Bien que très diverses, ces deux pathologies ont déjà fait l’objet d’études antérieures décrivant de rares cas de patients âgés les présentant simultanément. Les chercheurs ont voulu approfondir la question: ils ont examiné 62 patients atteints de somnambulisme ou de terreurs nocturnes, 64 patients avec un trouble comportemental en sommeil paradoxal, 66 sujets sains âgés et 59 sujets sains jeunes.

Les participants devaient répondre à un questionnaire et ont bénéficié d’un examen de vidéo-polysomnographie qui consiste à enregistrer des données physiologiques (encéphalogramme, rythme cardiaque, activité des muscles au cours du sommeil), couplés à un enregistrement vidéo. Les résultats ont montré que des caractéristiques typiques du trouble comportemental en sommeil paradoxal, comme des rêves ou des cauchemars intenses et le fait de les « vivre » physiquement en gesticulant la nuit, sont aussi observées chez les patients somnambules.

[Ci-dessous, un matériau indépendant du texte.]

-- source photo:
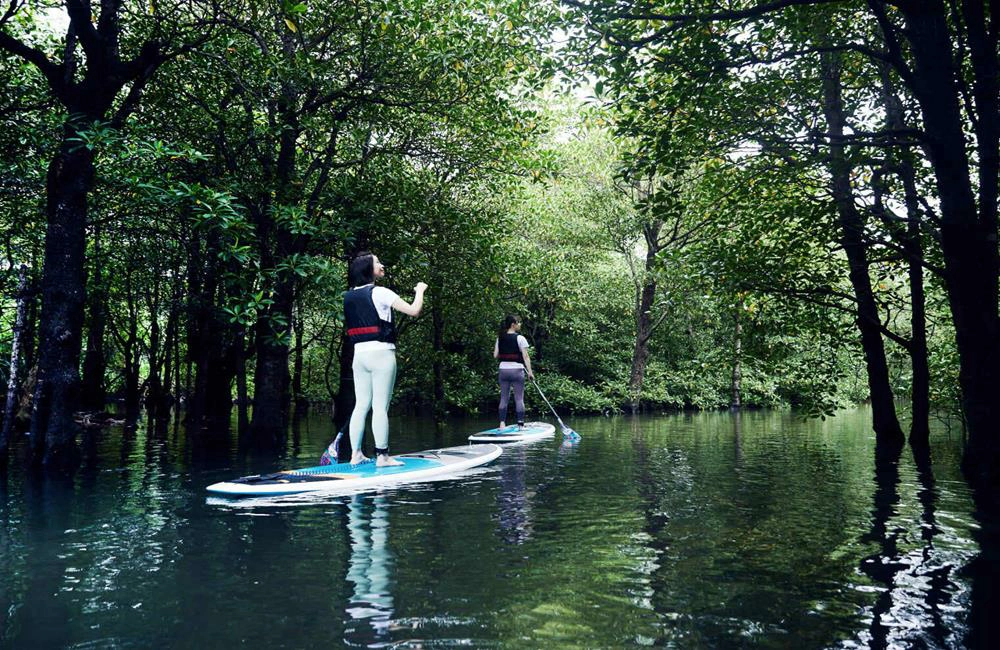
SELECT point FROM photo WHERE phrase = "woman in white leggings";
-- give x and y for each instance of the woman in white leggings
(368, 316)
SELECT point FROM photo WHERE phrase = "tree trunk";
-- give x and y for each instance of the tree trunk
(644, 316)
(913, 247)
(968, 232)
(437, 367)
(271, 395)
(271, 377)
(94, 397)
(298, 326)
(17, 344)
(884, 420)
(736, 399)
(63, 288)
(242, 398)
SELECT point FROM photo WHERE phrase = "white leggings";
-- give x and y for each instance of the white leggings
(374, 378)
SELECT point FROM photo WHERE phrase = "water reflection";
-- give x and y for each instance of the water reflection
(711, 530)
(914, 578)
(370, 570)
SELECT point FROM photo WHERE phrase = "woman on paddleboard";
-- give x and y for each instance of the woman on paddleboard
(512, 350)
(368, 317)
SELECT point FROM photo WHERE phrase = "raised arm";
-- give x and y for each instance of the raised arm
(418, 301)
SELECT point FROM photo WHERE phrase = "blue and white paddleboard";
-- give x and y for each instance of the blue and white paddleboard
(531, 431)
(344, 477)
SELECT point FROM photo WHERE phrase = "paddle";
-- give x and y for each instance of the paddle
(567, 432)
(332, 454)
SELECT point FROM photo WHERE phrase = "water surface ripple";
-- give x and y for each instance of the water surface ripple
(707, 530)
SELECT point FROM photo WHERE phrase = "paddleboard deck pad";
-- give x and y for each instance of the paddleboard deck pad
(531, 431)
(349, 478)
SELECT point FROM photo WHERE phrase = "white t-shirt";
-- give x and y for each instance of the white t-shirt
(383, 299)
(522, 344)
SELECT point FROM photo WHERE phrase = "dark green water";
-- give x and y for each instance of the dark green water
(710, 530)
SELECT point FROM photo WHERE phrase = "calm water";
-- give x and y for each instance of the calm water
(710, 530)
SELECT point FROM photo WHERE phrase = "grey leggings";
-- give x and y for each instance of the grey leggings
(512, 378)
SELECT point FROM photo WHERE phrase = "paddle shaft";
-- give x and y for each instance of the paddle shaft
(550, 405)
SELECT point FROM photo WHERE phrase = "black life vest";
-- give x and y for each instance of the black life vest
(507, 348)
(362, 319)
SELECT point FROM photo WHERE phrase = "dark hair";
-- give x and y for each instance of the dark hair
(508, 320)
(362, 269)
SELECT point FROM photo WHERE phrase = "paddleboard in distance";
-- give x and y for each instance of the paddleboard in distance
(531, 431)
(345, 477)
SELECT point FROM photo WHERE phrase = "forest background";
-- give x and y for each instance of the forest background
(737, 205)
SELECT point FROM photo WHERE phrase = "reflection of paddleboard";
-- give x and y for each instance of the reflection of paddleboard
(531, 431)
(348, 478)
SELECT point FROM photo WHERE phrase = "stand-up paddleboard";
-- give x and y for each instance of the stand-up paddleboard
(531, 431)
(349, 478)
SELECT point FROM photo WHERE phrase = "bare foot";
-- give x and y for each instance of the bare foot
(385, 460)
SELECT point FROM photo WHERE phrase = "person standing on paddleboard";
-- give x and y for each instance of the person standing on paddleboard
(512, 350)
(368, 317)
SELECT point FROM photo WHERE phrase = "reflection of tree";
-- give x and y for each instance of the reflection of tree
(938, 577)
(917, 583)
(370, 570)
(42, 618)
(514, 503)
(883, 565)
(984, 630)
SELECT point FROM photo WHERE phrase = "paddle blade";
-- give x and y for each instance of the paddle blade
(570, 434)
(331, 454)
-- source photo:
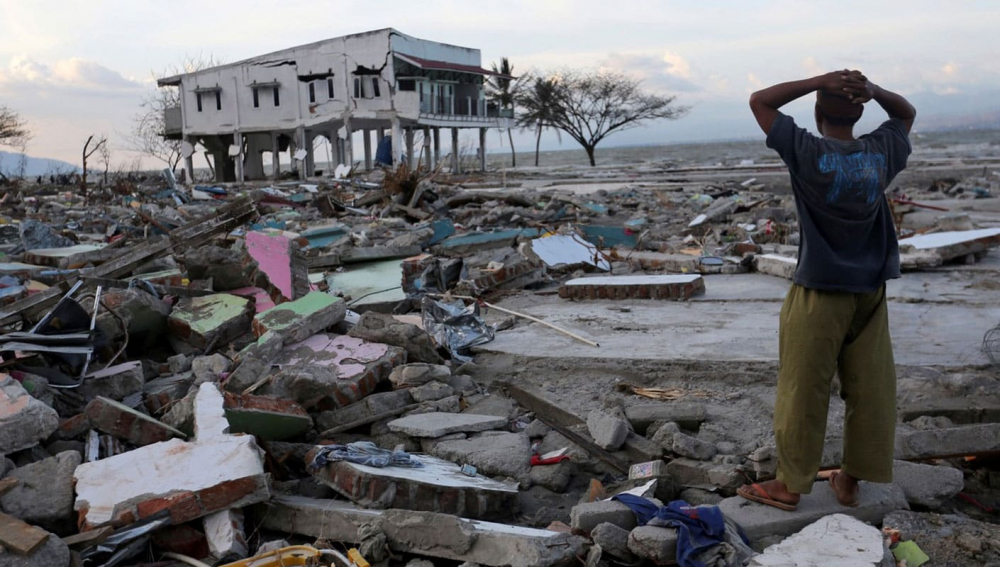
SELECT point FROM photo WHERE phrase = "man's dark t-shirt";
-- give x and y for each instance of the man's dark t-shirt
(848, 238)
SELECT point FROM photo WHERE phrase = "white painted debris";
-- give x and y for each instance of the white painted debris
(568, 250)
(834, 540)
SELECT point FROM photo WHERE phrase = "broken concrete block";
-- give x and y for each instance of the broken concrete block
(24, 421)
(659, 545)
(688, 446)
(440, 424)
(608, 430)
(190, 480)
(379, 328)
(685, 414)
(44, 495)
(927, 485)
(438, 486)
(758, 521)
(675, 287)
(123, 422)
(431, 391)
(418, 374)
(281, 266)
(298, 320)
(331, 370)
(776, 265)
(115, 382)
(588, 515)
(493, 453)
(613, 541)
(426, 533)
(834, 540)
(270, 419)
(197, 323)
(224, 532)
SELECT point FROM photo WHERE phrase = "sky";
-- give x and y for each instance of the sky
(78, 68)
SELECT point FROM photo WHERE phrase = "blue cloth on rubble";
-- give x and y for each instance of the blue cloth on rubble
(362, 453)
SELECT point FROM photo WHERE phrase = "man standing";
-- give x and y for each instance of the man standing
(834, 319)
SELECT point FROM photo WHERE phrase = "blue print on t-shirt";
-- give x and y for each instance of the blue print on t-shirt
(857, 177)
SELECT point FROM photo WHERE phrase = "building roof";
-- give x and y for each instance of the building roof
(431, 65)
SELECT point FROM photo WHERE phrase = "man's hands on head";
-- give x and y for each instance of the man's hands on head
(850, 84)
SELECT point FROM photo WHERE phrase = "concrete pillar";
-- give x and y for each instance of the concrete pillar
(437, 146)
(428, 158)
(238, 142)
(189, 162)
(397, 142)
(409, 149)
(482, 149)
(275, 156)
(368, 148)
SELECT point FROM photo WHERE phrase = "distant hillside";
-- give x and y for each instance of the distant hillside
(10, 165)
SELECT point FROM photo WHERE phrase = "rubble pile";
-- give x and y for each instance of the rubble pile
(223, 373)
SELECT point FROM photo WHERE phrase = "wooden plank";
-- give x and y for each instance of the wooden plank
(561, 420)
(20, 537)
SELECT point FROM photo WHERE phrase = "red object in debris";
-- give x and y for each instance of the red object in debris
(537, 460)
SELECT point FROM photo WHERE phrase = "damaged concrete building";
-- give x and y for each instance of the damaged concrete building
(379, 82)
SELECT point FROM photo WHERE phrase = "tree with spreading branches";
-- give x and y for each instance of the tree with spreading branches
(590, 106)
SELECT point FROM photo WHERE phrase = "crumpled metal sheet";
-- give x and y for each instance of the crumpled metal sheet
(455, 326)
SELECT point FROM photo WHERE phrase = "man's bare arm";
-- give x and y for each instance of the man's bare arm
(766, 102)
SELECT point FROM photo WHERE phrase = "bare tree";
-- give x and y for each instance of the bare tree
(89, 150)
(590, 106)
(149, 125)
(13, 128)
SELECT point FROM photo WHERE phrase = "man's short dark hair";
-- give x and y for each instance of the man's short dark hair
(838, 109)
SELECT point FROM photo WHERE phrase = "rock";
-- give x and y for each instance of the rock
(588, 515)
(24, 421)
(833, 540)
(380, 328)
(927, 485)
(688, 446)
(431, 391)
(659, 545)
(208, 368)
(493, 453)
(439, 424)
(613, 541)
(418, 374)
(608, 430)
(44, 496)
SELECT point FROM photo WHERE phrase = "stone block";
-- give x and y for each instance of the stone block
(656, 544)
(190, 480)
(608, 430)
(675, 287)
(213, 320)
(24, 421)
(123, 422)
(759, 521)
(438, 486)
(379, 328)
(44, 494)
(685, 414)
(588, 515)
(298, 320)
(927, 485)
(437, 424)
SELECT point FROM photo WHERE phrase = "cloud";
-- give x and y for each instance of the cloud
(74, 73)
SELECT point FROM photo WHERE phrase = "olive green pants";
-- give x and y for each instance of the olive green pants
(822, 333)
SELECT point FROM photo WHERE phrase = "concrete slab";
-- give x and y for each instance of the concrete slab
(759, 521)
(439, 486)
(634, 287)
(425, 533)
(437, 424)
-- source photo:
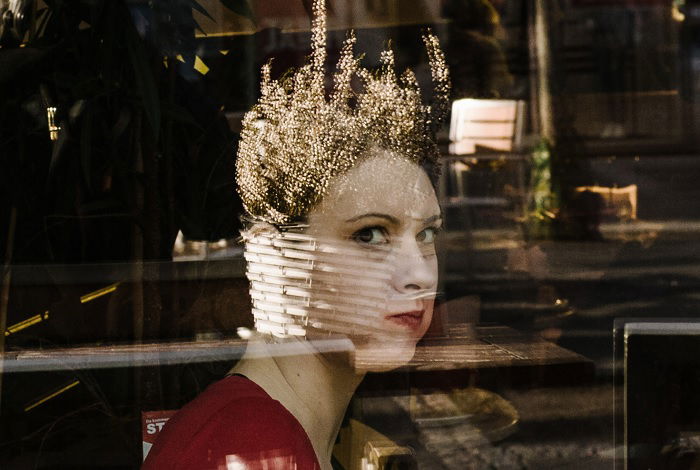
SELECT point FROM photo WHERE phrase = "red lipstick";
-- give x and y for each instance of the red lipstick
(411, 320)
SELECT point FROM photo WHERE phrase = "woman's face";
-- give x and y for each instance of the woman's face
(377, 225)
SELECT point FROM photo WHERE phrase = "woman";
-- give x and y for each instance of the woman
(342, 219)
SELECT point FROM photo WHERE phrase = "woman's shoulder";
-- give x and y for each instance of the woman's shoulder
(232, 419)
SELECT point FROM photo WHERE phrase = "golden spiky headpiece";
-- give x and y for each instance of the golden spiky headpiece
(295, 141)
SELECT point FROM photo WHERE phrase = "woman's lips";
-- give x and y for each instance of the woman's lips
(411, 320)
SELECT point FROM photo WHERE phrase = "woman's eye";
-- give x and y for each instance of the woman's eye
(427, 235)
(371, 236)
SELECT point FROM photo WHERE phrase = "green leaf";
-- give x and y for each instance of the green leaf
(240, 7)
(196, 6)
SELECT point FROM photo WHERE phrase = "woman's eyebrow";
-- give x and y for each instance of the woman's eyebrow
(432, 219)
(389, 218)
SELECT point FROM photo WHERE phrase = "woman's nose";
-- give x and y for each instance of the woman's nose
(415, 268)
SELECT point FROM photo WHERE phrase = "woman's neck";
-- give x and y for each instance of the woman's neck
(315, 388)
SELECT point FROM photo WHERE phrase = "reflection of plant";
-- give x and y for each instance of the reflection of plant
(142, 151)
(544, 200)
(130, 124)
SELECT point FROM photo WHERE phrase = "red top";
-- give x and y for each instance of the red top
(232, 421)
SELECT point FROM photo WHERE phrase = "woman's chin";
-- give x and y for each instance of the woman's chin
(381, 357)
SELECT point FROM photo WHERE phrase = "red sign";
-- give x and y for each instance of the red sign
(152, 423)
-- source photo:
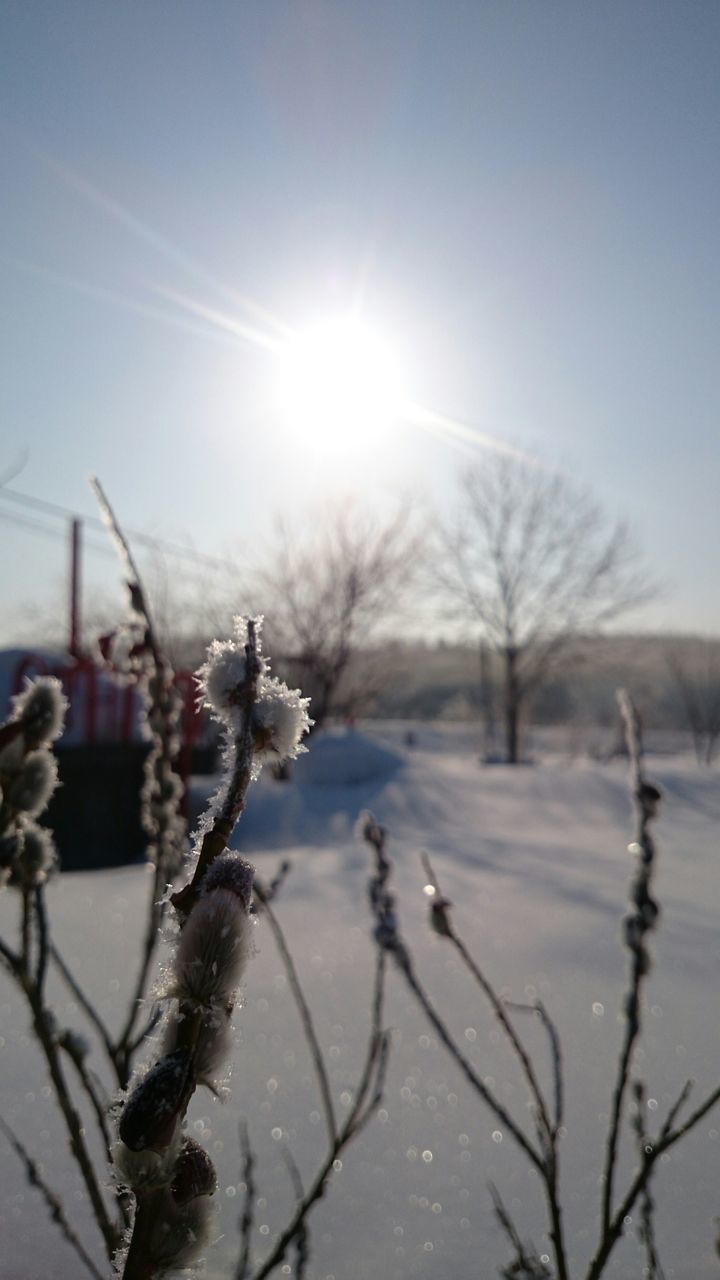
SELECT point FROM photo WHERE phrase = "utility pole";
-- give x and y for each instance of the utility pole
(74, 638)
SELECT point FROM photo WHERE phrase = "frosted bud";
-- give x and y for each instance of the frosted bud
(144, 1170)
(220, 677)
(150, 1114)
(31, 787)
(36, 858)
(41, 711)
(213, 1045)
(194, 1174)
(213, 950)
(232, 872)
(178, 1233)
(279, 720)
(77, 1045)
(9, 849)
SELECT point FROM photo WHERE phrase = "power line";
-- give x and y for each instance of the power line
(55, 534)
(53, 508)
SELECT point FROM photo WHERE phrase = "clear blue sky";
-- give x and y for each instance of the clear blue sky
(527, 195)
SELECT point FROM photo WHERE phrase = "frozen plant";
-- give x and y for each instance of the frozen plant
(154, 1156)
(541, 1147)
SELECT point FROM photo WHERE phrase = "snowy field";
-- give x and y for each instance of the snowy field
(536, 863)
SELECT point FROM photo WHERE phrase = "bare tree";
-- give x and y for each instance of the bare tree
(533, 560)
(696, 672)
(328, 595)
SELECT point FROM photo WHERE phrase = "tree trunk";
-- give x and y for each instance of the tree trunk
(513, 699)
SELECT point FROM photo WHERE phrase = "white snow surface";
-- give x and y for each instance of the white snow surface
(534, 860)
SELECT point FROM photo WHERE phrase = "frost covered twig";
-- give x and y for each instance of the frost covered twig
(387, 933)
(637, 926)
(302, 1008)
(247, 1219)
(137, 652)
(169, 1174)
(28, 776)
(53, 1201)
(368, 1097)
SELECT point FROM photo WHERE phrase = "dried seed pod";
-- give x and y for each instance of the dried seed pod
(231, 871)
(150, 1114)
(195, 1173)
(41, 711)
(180, 1233)
(31, 787)
(212, 951)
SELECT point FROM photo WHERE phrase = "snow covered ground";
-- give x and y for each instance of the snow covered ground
(536, 863)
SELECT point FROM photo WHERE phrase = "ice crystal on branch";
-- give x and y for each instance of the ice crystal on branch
(279, 714)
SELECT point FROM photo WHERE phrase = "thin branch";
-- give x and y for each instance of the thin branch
(85, 1002)
(654, 1269)
(359, 1114)
(302, 1008)
(42, 938)
(555, 1052)
(302, 1242)
(12, 960)
(73, 1123)
(442, 924)
(247, 1219)
(51, 1200)
(637, 924)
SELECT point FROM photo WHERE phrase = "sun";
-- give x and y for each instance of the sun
(340, 385)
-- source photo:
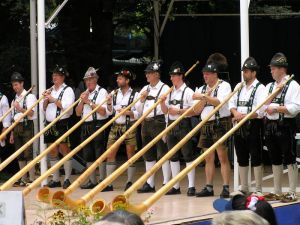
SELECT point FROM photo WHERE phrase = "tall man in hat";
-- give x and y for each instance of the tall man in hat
(153, 124)
(90, 99)
(24, 131)
(280, 128)
(211, 95)
(125, 96)
(248, 139)
(175, 104)
(6, 122)
(57, 99)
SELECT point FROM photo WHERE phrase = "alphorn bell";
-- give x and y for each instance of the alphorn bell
(123, 198)
(44, 193)
(18, 100)
(25, 146)
(60, 196)
(8, 184)
(139, 209)
(9, 129)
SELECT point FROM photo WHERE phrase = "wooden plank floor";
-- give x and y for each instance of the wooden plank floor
(168, 210)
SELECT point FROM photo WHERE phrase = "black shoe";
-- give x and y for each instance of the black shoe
(128, 185)
(67, 183)
(146, 189)
(108, 188)
(88, 185)
(174, 191)
(205, 193)
(191, 191)
(53, 184)
(224, 193)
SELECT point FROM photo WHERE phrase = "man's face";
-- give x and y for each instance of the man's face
(248, 74)
(277, 72)
(152, 76)
(17, 86)
(209, 77)
(176, 79)
(122, 81)
(58, 78)
(91, 83)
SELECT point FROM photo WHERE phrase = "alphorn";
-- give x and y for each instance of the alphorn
(8, 184)
(18, 100)
(25, 146)
(44, 193)
(98, 203)
(60, 197)
(141, 208)
(20, 118)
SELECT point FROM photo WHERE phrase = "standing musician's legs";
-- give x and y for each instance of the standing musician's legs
(64, 150)
(130, 149)
(242, 153)
(225, 169)
(53, 156)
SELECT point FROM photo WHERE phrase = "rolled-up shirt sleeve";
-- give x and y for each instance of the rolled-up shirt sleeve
(4, 108)
(68, 98)
(292, 100)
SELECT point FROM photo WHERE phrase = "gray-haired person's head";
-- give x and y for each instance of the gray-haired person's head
(239, 217)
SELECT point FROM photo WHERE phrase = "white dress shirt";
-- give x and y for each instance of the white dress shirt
(223, 91)
(176, 94)
(245, 94)
(4, 107)
(67, 100)
(122, 102)
(291, 100)
(30, 100)
(100, 98)
(142, 107)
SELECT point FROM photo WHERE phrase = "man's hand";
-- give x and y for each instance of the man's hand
(271, 110)
(173, 111)
(144, 95)
(17, 106)
(237, 116)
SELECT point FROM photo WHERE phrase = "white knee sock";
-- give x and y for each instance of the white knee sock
(293, 176)
(277, 172)
(150, 180)
(68, 169)
(166, 171)
(56, 173)
(191, 176)
(22, 164)
(130, 173)
(258, 170)
(110, 168)
(102, 171)
(31, 172)
(175, 168)
(243, 171)
(93, 174)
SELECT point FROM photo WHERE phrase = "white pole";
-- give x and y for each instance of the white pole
(42, 74)
(33, 58)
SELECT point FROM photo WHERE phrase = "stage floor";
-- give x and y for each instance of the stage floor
(168, 210)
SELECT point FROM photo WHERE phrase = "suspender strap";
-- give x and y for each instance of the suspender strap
(248, 103)
(25, 119)
(130, 100)
(58, 110)
(156, 98)
(94, 100)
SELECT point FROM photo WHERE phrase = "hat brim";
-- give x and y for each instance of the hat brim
(222, 205)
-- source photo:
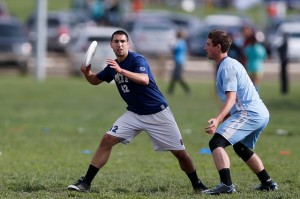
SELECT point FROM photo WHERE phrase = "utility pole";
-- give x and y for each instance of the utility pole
(41, 42)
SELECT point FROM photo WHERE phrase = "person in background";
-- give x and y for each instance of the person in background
(284, 60)
(255, 54)
(147, 110)
(179, 57)
(241, 119)
(247, 33)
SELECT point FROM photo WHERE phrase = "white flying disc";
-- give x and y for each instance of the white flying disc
(90, 53)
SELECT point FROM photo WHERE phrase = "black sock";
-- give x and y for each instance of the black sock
(193, 178)
(225, 176)
(90, 174)
(264, 177)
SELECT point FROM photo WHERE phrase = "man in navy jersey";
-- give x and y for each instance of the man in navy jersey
(147, 110)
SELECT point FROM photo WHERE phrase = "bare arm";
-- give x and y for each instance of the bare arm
(139, 78)
(90, 76)
(214, 122)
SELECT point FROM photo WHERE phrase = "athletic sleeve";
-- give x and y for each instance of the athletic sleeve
(229, 79)
(141, 65)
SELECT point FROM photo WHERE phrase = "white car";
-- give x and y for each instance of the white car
(154, 38)
(86, 35)
(292, 29)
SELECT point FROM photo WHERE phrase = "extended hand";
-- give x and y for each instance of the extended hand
(212, 127)
(113, 64)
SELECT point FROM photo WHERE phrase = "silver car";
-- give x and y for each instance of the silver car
(15, 49)
(292, 29)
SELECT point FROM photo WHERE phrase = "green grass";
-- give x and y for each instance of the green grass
(46, 127)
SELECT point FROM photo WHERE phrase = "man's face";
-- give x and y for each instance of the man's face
(211, 50)
(120, 45)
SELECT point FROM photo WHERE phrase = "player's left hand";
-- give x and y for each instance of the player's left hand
(212, 127)
(113, 64)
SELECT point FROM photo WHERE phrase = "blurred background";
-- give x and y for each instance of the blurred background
(71, 25)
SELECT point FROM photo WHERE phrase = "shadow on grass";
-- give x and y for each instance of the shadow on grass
(27, 187)
(283, 104)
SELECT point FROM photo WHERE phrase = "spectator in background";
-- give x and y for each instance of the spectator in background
(284, 60)
(247, 32)
(255, 54)
(97, 9)
(179, 57)
(3, 9)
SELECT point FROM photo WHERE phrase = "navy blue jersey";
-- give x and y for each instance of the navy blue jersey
(141, 99)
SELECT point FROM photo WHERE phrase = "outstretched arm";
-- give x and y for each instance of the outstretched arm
(89, 75)
(139, 78)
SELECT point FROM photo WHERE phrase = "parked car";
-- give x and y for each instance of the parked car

Une découverte qui a son importance puisque selon les chercheurs, « elle a un impact sur la spécificité des questionnaires utilisés en épidémiologie en population générale pour dépister le trouble comportemental en sommeil paradoxal, avec un dépistage faussement positif. » De leur côté, les patients atteints de somnambulisme présentaient des symptômes jusqu’ici peu connus, en plus de leurs comportements en sommeil profond.

Mieux affiner le diagnostic

Ces derniers montraient en effet des secousses musculaires et des sursauts excessifs au cours d’une autre phase du sommeil, le sommeil paradoxal, sans avoir pour autant de comportement anormaux. Si pour les chercheurs l’origine de ces secousses reste à élucider, « elle pourrait correspondre à une activité de rêve plus importante en sommeil paradoxal chez les somnambules (d’où plus de secousses brèves) ou à un défaut d’inhibition motrice pendant l’ensemble du sommeil, lent et paradoxal. »

Ils précisent par ailleurs que les circuits en cause dans le somnambulisme doivent être précisés, tandis que ceux du trouble comportemental sont, eux, bien identifiés (une lésion dans une zone du cerveau). Il n’empêche que ces résultats sont utiles pour le diagnostic de ces patients: une personne qui se plaint de cauchemars ou de rêves agités n’a pas forcément un trouble comportemental en sommeil paradoxal ni un risque de développer une maladie de Parkinson.

Celle-ci peut en réalité tout simplement souffrir de terreurs nocturnes en sommeil lent profond. Pour l’établir avec précision, les chercheurs recommandent d’enregistrer le sommeil et le comportement des personnes qui crient, s’agitent et gesticulent pendant leur sommeil. Mais dans tous les cas, « le risque de blessure de soi ou des autres peut conduire à proposer un léger traitement pour réinstaurer une vraie détente musculaire pendant le sommeil. », concluent-ils.